Reactive Programming (III.) - Useful Reactive LINQ Operators

In the previous article, I introduced Reactive LINQ. I explained the different point of view that we can use when working with .NET events. The idea is that .NET events can be viewed as streams of values. The value is information about the event (such as position of a mouse click or a mouse movement). These streams can be processed using LINQ queries - we can for example filter all values that are not interesting for us using where LINQ clause. For example if we want to handle clicks only in some specified area.

In the previous article, I talked about basic LINQ query operators such as select and where and some useful methods that Reactive LINQ provides (for example for merging event streams). Today, we'll take a look at two more advanced kinds of operations that we can use for working with event streams. In particular, we'll talk about aggregation operators (that you certainly know from LINQ) and about switching. Switching is a concept from functional reactive programming and it allows us to change dynamically how the application behaves. However, I'll explain this in a more detail soon.

In this article, I'm going to use mostly C# (and some Visual Basic).
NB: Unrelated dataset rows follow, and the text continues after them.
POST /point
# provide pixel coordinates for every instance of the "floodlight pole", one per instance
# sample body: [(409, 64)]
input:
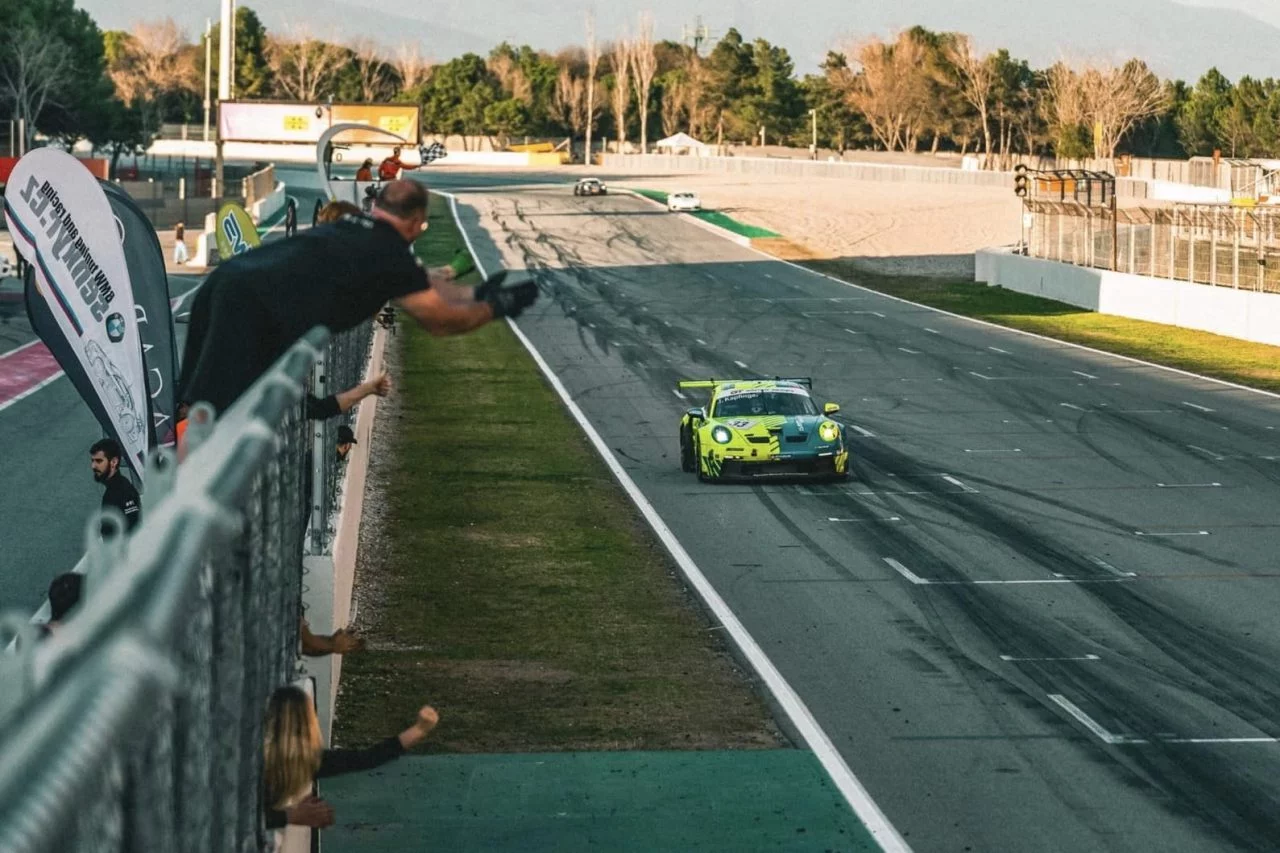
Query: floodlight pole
[(224, 82), (209, 71)]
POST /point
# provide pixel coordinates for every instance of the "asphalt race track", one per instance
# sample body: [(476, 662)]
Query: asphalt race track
[(1040, 616)]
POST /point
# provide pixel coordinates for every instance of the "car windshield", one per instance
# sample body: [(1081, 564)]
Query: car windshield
[(764, 402)]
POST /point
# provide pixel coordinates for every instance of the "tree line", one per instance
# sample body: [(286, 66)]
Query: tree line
[(920, 90)]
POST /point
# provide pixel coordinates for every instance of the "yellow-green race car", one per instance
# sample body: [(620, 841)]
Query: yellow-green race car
[(759, 428)]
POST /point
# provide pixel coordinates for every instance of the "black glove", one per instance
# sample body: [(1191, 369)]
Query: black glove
[(507, 301)]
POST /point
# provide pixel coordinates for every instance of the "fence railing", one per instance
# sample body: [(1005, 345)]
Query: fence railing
[(137, 725), (1223, 245), (257, 186), (338, 369)]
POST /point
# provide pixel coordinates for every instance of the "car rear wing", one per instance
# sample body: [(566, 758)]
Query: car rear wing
[(711, 383)]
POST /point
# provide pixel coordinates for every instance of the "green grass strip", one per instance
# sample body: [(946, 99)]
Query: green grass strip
[(1212, 355), (714, 218), (519, 589)]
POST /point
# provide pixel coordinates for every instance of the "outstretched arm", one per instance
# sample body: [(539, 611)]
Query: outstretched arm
[(440, 316)]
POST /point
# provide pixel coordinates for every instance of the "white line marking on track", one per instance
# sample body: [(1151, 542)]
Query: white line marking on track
[(1019, 660), (19, 349), (1107, 566), (1171, 533), (32, 389), (892, 518), (850, 787), (906, 573), (1084, 720), (959, 484)]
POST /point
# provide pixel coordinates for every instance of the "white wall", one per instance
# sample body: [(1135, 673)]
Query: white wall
[(1248, 315)]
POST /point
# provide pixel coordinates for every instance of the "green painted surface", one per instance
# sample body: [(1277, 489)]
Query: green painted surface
[(714, 218), (776, 799)]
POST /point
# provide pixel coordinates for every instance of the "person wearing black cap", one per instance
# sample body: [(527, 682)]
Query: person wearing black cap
[(346, 441), (254, 306), (104, 460)]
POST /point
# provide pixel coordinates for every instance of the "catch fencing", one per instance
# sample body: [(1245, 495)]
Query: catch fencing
[(1221, 245), (138, 724)]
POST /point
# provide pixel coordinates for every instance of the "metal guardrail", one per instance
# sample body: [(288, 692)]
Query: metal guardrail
[(137, 725), (342, 366)]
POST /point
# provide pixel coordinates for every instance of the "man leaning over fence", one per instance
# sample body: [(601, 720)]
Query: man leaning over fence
[(338, 276)]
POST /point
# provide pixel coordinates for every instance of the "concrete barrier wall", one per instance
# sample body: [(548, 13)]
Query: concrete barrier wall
[(803, 169), (346, 158), (1248, 315)]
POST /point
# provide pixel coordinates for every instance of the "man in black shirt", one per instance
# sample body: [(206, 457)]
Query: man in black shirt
[(104, 457), (252, 308)]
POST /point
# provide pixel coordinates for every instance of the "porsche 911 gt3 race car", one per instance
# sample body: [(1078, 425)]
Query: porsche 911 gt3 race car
[(754, 428)]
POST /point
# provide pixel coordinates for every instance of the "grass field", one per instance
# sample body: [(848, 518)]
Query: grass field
[(1211, 355), (512, 584)]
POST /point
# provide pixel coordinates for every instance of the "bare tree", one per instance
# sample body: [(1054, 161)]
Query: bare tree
[(620, 96), (304, 67), (887, 87), (976, 80), (30, 73), (1118, 99), (593, 64), (571, 100), (366, 55), (644, 59), (675, 104), (412, 65)]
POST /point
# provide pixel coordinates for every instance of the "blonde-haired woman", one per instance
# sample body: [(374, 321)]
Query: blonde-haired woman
[(293, 757)]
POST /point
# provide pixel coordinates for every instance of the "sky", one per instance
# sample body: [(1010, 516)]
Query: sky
[(1178, 37)]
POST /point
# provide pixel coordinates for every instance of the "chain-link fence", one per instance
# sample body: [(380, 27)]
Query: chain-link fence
[(137, 725), (1223, 245)]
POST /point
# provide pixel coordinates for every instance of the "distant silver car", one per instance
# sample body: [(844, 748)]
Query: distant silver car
[(590, 187), (684, 201)]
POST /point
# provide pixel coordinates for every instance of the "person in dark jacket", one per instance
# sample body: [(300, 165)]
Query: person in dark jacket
[(293, 757), (104, 459)]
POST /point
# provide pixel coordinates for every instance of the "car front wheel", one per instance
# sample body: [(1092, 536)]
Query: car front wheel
[(688, 460)]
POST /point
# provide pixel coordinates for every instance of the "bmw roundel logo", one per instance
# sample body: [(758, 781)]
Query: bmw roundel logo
[(115, 328)]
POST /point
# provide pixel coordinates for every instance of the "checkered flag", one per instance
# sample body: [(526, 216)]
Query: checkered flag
[(432, 153)]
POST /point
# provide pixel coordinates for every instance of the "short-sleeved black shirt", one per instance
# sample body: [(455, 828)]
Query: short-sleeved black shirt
[(122, 495), (252, 308)]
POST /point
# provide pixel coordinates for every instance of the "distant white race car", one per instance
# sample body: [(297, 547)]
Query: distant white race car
[(684, 201), (590, 187)]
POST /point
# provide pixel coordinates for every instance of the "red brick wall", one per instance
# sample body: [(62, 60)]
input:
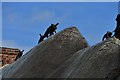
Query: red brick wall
[(8, 55)]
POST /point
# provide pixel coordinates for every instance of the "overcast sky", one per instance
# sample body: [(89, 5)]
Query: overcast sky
[(22, 22)]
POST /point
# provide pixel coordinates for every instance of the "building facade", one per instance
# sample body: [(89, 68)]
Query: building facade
[(7, 55)]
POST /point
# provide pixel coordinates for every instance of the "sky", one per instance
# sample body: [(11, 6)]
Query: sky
[(22, 22)]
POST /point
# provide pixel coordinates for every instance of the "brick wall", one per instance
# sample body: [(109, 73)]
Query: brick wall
[(7, 55)]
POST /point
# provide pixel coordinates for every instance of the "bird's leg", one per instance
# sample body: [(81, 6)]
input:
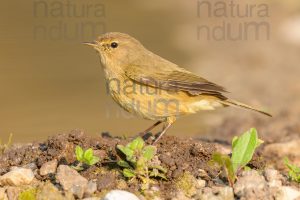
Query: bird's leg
[(167, 125), (149, 129)]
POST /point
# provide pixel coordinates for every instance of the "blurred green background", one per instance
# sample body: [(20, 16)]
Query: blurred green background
[(50, 83)]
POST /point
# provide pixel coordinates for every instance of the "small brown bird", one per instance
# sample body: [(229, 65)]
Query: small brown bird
[(152, 87)]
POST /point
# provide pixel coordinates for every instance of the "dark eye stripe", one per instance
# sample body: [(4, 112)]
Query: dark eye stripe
[(114, 45)]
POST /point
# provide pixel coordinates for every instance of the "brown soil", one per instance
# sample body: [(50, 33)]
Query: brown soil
[(177, 155)]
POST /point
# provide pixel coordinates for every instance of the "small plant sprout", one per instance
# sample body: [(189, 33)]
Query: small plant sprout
[(294, 171), (137, 162), (243, 148), (5, 146), (86, 157)]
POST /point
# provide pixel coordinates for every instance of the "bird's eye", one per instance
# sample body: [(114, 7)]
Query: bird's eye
[(114, 45)]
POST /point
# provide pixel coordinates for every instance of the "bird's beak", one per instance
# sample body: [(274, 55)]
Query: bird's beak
[(93, 44)]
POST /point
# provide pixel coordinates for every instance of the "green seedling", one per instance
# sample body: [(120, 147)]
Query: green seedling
[(137, 162), (243, 148), (294, 171), (86, 157), (5, 146)]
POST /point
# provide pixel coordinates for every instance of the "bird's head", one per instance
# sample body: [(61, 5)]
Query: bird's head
[(117, 47)]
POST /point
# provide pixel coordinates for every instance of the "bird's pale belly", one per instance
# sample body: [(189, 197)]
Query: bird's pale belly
[(153, 103)]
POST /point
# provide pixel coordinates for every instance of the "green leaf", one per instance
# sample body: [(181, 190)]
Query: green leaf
[(79, 153), (244, 148), (123, 163), (88, 154), (294, 171), (93, 161), (126, 151), (137, 144), (128, 173), (149, 152), (259, 142), (234, 141)]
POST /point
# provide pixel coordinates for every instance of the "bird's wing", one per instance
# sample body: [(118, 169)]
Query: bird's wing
[(173, 78)]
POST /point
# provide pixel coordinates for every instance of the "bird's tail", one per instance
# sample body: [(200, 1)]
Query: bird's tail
[(229, 102)]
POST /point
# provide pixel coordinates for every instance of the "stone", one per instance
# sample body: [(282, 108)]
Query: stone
[(216, 193), (290, 193), (290, 149), (49, 167), (90, 189), (250, 184), (273, 177), (3, 195), (120, 195), (31, 166), (48, 191), (71, 180), (17, 176)]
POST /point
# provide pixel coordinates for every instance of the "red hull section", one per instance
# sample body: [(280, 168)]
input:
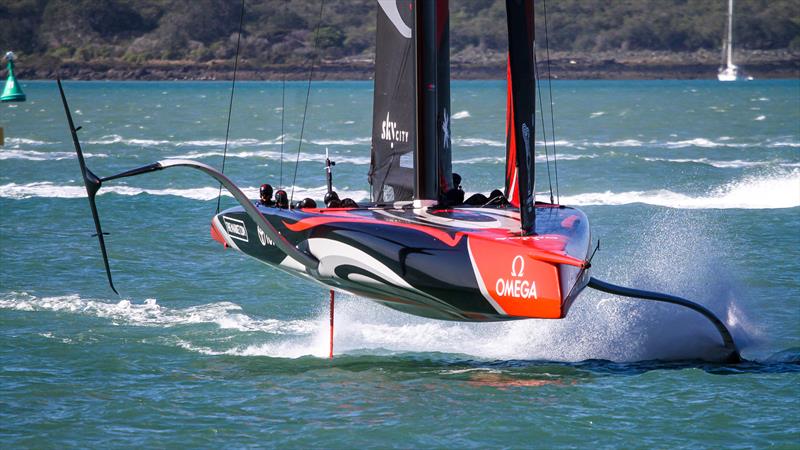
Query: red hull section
[(463, 263)]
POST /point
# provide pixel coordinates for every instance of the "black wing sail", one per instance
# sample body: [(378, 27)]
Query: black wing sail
[(394, 109), (521, 129)]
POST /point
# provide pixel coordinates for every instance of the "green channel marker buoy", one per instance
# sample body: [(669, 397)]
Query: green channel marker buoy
[(12, 91)]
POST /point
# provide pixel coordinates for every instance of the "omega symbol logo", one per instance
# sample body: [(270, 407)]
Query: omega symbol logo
[(514, 272), (517, 286)]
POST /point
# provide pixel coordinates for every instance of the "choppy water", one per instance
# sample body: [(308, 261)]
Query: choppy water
[(692, 187)]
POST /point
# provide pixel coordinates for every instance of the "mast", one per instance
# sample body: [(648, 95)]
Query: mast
[(520, 126), (411, 151), (433, 156), (729, 39)]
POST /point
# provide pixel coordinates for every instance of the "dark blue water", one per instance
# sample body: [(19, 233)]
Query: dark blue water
[(693, 188)]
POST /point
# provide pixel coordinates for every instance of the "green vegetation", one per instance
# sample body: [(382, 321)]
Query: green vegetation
[(282, 32)]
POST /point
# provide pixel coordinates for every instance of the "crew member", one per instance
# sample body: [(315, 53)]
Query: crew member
[(265, 195)]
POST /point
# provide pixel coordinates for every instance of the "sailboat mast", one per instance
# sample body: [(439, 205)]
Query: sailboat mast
[(729, 40), (433, 156), (521, 93), (425, 156)]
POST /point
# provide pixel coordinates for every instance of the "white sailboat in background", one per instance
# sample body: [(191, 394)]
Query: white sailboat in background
[(729, 71)]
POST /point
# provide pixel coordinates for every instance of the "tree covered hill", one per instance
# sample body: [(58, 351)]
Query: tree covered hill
[(281, 32)]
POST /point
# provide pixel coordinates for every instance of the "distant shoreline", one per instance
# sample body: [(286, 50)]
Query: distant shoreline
[(639, 65)]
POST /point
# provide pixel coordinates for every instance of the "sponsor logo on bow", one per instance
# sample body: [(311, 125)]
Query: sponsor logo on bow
[(263, 238), (235, 228), (516, 286), (390, 131)]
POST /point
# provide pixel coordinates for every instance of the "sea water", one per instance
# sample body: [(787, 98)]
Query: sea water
[(691, 187)]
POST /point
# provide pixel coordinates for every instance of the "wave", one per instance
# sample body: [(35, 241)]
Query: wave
[(779, 191), (233, 143), (476, 142), (33, 155), (356, 141), (226, 315), (15, 142), (734, 164), (594, 329), (50, 190), (288, 156)]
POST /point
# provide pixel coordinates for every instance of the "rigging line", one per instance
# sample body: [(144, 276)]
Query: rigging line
[(283, 115), (550, 88), (283, 109), (541, 116), (308, 94), (230, 105)]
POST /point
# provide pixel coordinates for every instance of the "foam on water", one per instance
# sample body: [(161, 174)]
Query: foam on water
[(16, 142), (733, 164), (50, 190), (225, 315), (777, 191), (596, 328), (33, 155)]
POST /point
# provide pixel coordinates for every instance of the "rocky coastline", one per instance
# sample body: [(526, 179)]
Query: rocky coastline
[(759, 64)]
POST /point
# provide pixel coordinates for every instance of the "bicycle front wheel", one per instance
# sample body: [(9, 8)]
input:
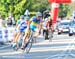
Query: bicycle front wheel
[(29, 44), (50, 35)]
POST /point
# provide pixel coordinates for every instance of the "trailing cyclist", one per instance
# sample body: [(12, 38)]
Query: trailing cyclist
[(22, 28)]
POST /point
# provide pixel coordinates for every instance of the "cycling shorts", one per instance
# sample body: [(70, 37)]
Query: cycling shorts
[(34, 28)]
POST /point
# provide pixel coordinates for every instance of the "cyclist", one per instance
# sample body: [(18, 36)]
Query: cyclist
[(47, 27), (17, 26), (35, 23), (22, 27)]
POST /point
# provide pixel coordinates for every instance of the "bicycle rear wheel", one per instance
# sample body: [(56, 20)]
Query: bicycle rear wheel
[(29, 44), (50, 34)]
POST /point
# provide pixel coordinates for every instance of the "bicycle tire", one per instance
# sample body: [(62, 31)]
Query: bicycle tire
[(50, 35), (29, 44)]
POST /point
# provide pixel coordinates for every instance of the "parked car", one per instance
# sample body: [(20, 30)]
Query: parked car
[(64, 26)]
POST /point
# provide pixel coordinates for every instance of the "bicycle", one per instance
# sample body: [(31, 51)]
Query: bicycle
[(28, 45), (48, 34)]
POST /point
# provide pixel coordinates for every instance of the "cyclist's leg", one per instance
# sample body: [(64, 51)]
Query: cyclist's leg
[(25, 38), (15, 34), (36, 34), (15, 44)]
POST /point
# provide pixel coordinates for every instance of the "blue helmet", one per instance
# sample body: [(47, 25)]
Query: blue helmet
[(27, 18), (39, 14)]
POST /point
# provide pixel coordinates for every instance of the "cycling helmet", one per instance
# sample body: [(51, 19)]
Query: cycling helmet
[(39, 14), (27, 18), (22, 16)]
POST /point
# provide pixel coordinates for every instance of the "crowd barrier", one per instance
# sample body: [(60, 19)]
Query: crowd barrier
[(6, 34)]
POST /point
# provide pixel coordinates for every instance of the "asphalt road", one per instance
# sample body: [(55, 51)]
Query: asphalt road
[(61, 47)]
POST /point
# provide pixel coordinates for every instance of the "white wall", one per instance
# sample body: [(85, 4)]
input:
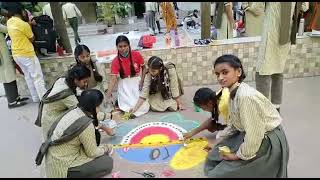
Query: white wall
[(189, 6), (1, 90)]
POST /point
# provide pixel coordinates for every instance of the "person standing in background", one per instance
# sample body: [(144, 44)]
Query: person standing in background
[(170, 20), (254, 15), (151, 8), (7, 72), (158, 19), (46, 10), (274, 48), (71, 13), (224, 21), (23, 51), (312, 16)]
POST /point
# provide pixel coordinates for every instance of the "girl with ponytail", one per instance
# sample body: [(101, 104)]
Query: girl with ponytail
[(83, 57), (257, 143), (161, 87), (207, 100), (128, 65), (62, 96)]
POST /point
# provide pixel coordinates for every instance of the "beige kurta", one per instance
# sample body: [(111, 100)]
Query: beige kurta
[(7, 69), (52, 111), (250, 112), (157, 103), (254, 17), (272, 56), (76, 152), (225, 31)]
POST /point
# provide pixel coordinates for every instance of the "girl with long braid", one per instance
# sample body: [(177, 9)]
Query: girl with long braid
[(83, 57), (127, 65), (257, 144), (161, 87)]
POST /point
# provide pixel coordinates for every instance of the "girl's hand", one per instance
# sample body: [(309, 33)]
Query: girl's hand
[(230, 157), (187, 135), (179, 105), (208, 148)]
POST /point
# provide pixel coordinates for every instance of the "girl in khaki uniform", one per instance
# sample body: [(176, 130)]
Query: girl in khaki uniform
[(161, 87)]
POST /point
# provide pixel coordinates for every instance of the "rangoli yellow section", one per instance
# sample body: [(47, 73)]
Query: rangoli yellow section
[(190, 156), (155, 138)]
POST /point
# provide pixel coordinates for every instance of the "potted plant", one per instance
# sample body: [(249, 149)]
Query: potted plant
[(121, 11), (105, 13)]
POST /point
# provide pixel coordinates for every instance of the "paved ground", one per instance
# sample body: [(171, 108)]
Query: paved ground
[(21, 139)]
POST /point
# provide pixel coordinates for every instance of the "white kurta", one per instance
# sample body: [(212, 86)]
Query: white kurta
[(272, 56), (128, 95)]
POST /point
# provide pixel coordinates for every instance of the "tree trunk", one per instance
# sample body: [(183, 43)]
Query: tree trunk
[(60, 25), (205, 20)]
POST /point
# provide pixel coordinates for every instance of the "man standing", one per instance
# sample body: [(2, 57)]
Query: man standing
[(7, 72), (46, 10), (274, 48), (224, 21), (151, 8), (71, 13), (23, 51)]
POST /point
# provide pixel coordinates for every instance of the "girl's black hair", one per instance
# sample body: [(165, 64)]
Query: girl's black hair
[(78, 51), (88, 101), (13, 8), (233, 61), (119, 39), (159, 83), (78, 72), (203, 96)]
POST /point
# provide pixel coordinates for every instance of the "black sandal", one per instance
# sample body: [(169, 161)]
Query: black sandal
[(16, 104), (19, 99)]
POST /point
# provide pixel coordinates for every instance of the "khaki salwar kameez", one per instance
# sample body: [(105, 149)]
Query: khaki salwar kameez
[(52, 111), (65, 159), (255, 135)]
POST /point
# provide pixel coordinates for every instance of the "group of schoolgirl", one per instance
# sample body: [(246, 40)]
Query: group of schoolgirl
[(71, 110)]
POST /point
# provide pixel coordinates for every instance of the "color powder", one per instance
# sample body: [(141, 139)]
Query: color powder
[(190, 156)]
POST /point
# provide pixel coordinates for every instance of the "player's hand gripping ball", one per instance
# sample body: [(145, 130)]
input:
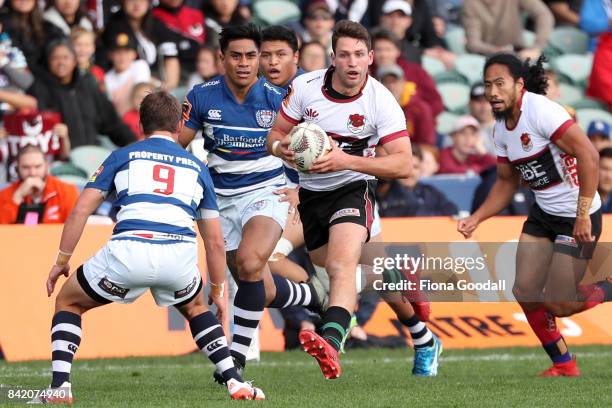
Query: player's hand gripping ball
[(308, 142)]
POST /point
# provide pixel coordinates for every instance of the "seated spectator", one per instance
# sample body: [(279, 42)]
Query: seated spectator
[(37, 198), (429, 163), (387, 52), (30, 127), (565, 12), (600, 81), (15, 77), (77, 97), (206, 67), (23, 21), (187, 31), (410, 198), (397, 18), (126, 72), (132, 116), (155, 43), (312, 56), (605, 179), (319, 23), (481, 110), (467, 153), (493, 26), (63, 16), (599, 134), (220, 14), (84, 43), (419, 119)]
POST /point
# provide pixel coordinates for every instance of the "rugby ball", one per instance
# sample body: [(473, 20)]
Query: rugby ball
[(308, 143)]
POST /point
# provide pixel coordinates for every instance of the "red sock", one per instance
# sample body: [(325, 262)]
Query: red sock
[(543, 325), (592, 295)]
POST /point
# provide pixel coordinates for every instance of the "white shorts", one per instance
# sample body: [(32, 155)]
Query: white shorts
[(236, 211), (124, 269), (376, 228)]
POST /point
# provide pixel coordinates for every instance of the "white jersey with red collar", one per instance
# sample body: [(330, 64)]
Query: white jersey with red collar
[(530, 146), (357, 124)]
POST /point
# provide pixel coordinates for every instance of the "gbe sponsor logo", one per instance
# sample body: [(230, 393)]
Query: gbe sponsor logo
[(214, 114), (214, 345), (112, 288)]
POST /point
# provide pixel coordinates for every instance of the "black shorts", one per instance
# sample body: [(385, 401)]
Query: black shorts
[(559, 231), (319, 210)]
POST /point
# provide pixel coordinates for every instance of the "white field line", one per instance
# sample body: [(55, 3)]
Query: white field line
[(87, 366)]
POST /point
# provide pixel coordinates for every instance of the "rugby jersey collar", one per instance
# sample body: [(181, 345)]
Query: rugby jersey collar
[(162, 137), (329, 72)]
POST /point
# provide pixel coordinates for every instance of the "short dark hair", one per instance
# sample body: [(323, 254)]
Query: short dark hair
[(605, 153), (280, 33), (382, 34), (159, 111), (246, 31), (350, 29), (29, 148)]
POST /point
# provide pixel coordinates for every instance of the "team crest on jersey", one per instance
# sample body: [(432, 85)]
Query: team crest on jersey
[(311, 114), (265, 118), (96, 174), (356, 123), (526, 142)]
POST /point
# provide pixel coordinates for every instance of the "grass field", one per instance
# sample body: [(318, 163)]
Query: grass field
[(372, 378)]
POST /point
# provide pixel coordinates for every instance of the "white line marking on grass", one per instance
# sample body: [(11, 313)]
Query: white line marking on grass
[(89, 366)]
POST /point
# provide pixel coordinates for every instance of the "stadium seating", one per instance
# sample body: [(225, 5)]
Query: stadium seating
[(432, 65), (455, 40), (455, 97), (573, 67), (471, 67), (445, 122), (568, 40), (586, 116), (88, 158), (457, 188), (272, 12)]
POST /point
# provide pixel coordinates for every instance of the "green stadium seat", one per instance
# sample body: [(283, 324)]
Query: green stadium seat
[(471, 67), (88, 158), (577, 68), (586, 116), (455, 97), (273, 12), (455, 40), (66, 169), (529, 38), (569, 40), (432, 66), (445, 122), (569, 94)]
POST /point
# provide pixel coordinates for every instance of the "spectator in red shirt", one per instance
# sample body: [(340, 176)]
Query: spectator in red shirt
[(419, 119), (387, 52), (467, 152)]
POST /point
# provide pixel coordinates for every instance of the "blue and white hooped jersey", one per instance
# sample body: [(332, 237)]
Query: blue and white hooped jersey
[(161, 188), (235, 134)]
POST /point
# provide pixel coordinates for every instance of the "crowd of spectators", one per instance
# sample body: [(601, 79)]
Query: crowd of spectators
[(91, 63)]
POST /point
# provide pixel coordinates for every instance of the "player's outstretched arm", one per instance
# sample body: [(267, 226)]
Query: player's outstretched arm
[(575, 143), (89, 200), (397, 163), (498, 198), (278, 139)]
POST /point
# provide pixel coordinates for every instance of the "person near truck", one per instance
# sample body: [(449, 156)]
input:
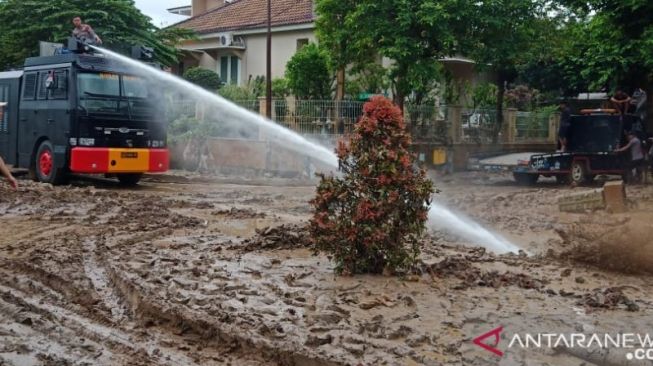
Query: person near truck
[(85, 32), (7, 174), (636, 161), (639, 104), (565, 124)]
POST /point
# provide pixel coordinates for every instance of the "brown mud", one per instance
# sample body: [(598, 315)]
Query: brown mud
[(200, 271)]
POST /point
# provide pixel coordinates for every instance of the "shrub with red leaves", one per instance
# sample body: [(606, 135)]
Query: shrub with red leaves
[(370, 218)]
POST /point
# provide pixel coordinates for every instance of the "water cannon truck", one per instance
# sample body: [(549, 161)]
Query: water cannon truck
[(77, 111), (593, 136)]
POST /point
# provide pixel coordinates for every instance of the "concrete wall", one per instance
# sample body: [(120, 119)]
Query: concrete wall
[(220, 154)]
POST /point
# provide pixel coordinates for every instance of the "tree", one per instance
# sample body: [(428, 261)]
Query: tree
[(414, 35), (334, 32), (308, 74), (501, 37), (371, 218), (24, 23), (616, 44), (207, 79)]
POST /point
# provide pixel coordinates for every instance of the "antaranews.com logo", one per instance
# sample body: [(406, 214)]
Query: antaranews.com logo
[(639, 346)]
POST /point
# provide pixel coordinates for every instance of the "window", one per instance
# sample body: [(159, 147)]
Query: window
[(61, 89), (43, 90), (229, 69), (4, 105), (301, 42), (29, 90)]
The functionality that I'm describing in this part isn't part of the standard F# Event module that I discussed in the first part. I implemented most of them in F# too, but I'm not going to write the samples in both of the versions in this part. If you've seen the first two articles, you'll be definitely able to use the F# versions as well, because they follow exactly the same ideas as the C#/LINQ versions. I'm going to talk about a larger demo application in the last section and I'll show an F# version as well, so you'll see some F# examples in the next part. This part serves more as a reference of the available operators, so you may read only some parts of it, then jump to the last one (to see an exciting example!) and then come back here.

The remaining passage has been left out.